KerryL1 (California)
Posts: 14,550
Posted:
Awwww, your mention, ElleN, reminds me of my amazing, single mom, Lucy. The best ever! Helps me start my week off with a big smile.

Allen cites his own CC&Rs and/or DCCRs. Is his HOA an anomaly? Is he making stuff up? I, with attentive skimming of Michigan discussions about HOAs, NOT condominiums, read that rules, restrictions, limitations, arch. materials etc. are in CC&Rs. And they are in Rules & Regulations. Bylaws are involved with, as I wrote above "...the usual as in other states... org. operations, how the HOA is run, meetings, voting, officers, etc."

ElleN (Idaho)
Posts: 4,420
Posted:
Quote:
Posted By AllanO1 on 06/26/2023 6:00 AM
Our board has has 2 amendments to our CC&R's regarding siding and the standing amendment states what material, thickness, and the level of wind resistance the siding must be. ...
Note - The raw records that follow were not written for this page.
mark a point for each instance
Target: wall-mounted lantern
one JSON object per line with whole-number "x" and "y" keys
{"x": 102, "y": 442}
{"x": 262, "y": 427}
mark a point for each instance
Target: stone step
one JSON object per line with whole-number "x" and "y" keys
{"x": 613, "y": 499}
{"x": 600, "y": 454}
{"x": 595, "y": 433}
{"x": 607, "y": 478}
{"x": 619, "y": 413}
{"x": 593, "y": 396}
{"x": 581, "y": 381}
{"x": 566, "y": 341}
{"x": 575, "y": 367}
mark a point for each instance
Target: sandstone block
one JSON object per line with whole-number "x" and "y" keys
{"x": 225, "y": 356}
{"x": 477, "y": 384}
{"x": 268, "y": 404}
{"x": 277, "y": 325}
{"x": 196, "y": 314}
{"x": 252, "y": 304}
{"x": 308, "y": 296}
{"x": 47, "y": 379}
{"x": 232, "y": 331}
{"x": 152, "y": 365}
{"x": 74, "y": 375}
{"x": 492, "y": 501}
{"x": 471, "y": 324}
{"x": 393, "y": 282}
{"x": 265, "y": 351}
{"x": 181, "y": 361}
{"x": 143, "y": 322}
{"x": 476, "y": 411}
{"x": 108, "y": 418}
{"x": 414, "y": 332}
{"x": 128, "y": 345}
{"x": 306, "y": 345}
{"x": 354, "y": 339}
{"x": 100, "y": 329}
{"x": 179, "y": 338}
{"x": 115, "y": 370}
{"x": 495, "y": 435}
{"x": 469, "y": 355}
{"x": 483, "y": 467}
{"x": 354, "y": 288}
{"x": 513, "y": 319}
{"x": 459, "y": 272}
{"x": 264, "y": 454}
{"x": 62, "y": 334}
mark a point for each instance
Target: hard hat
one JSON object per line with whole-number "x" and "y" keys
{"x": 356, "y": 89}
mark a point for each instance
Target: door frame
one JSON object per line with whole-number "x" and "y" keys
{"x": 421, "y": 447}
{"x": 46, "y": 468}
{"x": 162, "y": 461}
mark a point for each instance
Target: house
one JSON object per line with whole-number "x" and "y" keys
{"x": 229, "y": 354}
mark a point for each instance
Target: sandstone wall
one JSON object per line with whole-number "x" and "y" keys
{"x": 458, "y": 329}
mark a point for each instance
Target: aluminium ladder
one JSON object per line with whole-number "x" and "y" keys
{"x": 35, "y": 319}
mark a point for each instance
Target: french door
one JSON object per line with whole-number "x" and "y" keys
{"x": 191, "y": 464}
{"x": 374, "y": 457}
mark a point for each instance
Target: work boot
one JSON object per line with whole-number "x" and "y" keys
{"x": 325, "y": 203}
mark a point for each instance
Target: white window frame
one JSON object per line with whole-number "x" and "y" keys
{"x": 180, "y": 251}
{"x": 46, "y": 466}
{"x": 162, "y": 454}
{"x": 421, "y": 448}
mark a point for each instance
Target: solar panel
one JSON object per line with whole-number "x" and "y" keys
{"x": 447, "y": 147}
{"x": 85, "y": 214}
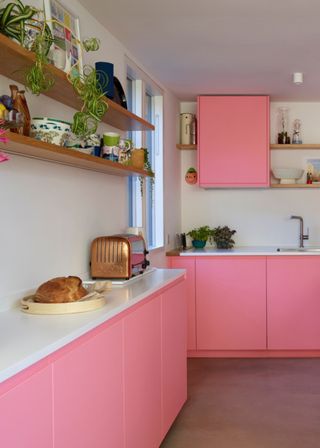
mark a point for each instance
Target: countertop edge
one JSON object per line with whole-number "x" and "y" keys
{"x": 155, "y": 283}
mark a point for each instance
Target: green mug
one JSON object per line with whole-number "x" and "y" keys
{"x": 111, "y": 139}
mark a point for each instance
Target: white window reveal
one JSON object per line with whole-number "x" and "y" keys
{"x": 145, "y": 99}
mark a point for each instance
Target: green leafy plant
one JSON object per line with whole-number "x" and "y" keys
{"x": 222, "y": 236}
{"x": 202, "y": 233}
{"x": 13, "y": 20}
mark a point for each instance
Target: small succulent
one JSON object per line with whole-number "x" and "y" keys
{"x": 202, "y": 233}
{"x": 222, "y": 236}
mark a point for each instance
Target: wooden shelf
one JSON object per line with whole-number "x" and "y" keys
{"x": 182, "y": 147}
{"x": 301, "y": 147}
{"x": 14, "y": 61}
{"x": 295, "y": 185}
{"x": 35, "y": 149}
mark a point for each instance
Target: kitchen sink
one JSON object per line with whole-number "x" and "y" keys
{"x": 298, "y": 249}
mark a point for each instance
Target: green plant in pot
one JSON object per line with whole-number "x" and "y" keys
{"x": 200, "y": 236}
{"x": 222, "y": 236}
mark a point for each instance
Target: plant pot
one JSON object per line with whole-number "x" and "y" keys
{"x": 198, "y": 244}
{"x": 137, "y": 158}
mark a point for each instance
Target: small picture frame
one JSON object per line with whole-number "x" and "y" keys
{"x": 66, "y": 50}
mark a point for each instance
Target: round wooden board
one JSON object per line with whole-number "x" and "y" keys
{"x": 28, "y": 305}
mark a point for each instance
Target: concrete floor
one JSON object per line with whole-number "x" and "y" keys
{"x": 249, "y": 403}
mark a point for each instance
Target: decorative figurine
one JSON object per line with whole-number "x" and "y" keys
{"x": 191, "y": 176}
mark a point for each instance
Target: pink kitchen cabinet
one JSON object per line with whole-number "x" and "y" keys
{"x": 88, "y": 393}
{"x": 26, "y": 412}
{"x": 231, "y": 303}
{"x": 233, "y": 141}
{"x": 142, "y": 376}
{"x": 174, "y": 353}
{"x": 294, "y": 303}
{"x": 188, "y": 263}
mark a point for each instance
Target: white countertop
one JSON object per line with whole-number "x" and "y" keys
{"x": 250, "y": 250}
{"x": 26, "y": 339}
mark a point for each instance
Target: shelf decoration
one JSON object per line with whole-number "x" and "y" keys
{"x": 191, "y": 176}
{"x": 3, "y": 139}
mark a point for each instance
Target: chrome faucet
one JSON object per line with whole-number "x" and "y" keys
{"x": 302, "y": 237}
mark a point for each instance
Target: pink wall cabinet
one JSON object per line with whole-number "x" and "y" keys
{"x": 233, "y": 141}
{"x": 88, "y": 393}
{"x": 142, "y": 376}
{"x": 231, "y": 303}
{"x": 294, "y": 303}
{"x": 188, "y": 264}
{"x": 174, "y": 354}
{"x": 26, "y": 413}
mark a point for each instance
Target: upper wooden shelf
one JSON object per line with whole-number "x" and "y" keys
{"x": 35, "y": 149}
{"x": 295, "y": 185}
{"x": 186, "y": 146}
{"x": 14, "y": 61}
{"x": 302, "y": 146}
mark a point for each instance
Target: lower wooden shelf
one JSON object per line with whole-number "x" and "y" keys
{"x": 29, "y": 147}
{"x": 295, "y": 185}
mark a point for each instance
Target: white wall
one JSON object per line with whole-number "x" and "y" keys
{"x": 260, "y": 216}
{"x": 50, "y": 213}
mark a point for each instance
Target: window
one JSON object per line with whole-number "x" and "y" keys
{"x": 145, "y": 99}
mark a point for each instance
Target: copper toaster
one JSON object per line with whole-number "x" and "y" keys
{"x": 118, "y": 256}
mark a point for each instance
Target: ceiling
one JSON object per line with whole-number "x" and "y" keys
{"x": 221, "y": 46}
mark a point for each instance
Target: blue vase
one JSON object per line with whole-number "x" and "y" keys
{"x": 198, "y": 244}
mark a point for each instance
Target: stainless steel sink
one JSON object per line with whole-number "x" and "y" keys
{"x": 298, "y": 249}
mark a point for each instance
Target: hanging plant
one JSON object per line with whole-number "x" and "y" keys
{"x": 94, "y": 106}
{"x": 14, "y": 18}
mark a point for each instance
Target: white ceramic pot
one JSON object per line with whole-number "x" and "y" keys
{"x": 50, "y": 130}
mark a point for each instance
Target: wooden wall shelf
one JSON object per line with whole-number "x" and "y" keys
{"x": 301, "y": 147}
{"x": 295, "y": 185}
{"x": 182, "y": 147}
{"x": 14, "y": 61}
{"x": 35, "y": 149}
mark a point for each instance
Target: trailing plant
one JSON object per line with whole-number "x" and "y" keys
{"x": 222, "y": 236}
{"x": 148, "y": 168}
{"x": 88, "y": 88}
{"x": 13, "y": 20}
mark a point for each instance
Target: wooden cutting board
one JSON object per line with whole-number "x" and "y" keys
{"x": 91, "y": 302}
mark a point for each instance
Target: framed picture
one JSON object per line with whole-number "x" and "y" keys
{"x": 67, "y": 51}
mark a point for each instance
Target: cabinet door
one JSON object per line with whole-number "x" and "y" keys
{"x": 174, "y": 353}
{"x": 88, "y": 393}
{"x": 294, "y": 302}
{"x": 142, "y": 376}
{"x": 26, "y": 413}
{"x": 188, "y": 263}
{"x": 233, "y": 141}
{"x": 231, "y": 303}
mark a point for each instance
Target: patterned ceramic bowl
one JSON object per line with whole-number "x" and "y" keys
{"x": 50, "y": 130}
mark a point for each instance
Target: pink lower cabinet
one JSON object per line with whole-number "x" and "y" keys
{"x": 294, "y": 303}
{"x": 189, "y": 264}
{"x": 26, "y": 412}
{"x": 174, "y": 353}
{"x": 142, "y": 376}
{"x": 88, "y": 393}
{"x": 231, "y": 303}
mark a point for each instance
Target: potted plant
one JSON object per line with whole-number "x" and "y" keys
{"x": 200, "y": 236}
{"x": 222, "y": 236}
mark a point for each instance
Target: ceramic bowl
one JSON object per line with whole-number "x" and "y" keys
{"x": 287, "y": 175}
{"x": 50, "y": 130}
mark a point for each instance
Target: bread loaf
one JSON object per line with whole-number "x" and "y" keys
{"x": 60, "y": 290}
This homeowner has also not maintained the yard and landscaping and that is another matter we are going to have to address. We have it in our DCCR that homeowners must maintain their lots, lawns, trees and flowerbeds and that we have the right to enter the property to do this for them with the costs being charged to the homeowner.
Point taken, re CC&Rs and bylaws.
KerryL1 (California)
Posts: 14,550
Posted:
Now...if only I'd pay attention to the days of the week ! (Re: my smiling salute to my mom)
NormanK2 (Florida)
Posts: 39
Posted:
HOA'S are great if you don't mind being a trained SEAL and like jumping thru HOOPS.What a great way to live out the end of your Live under everyone elses approval.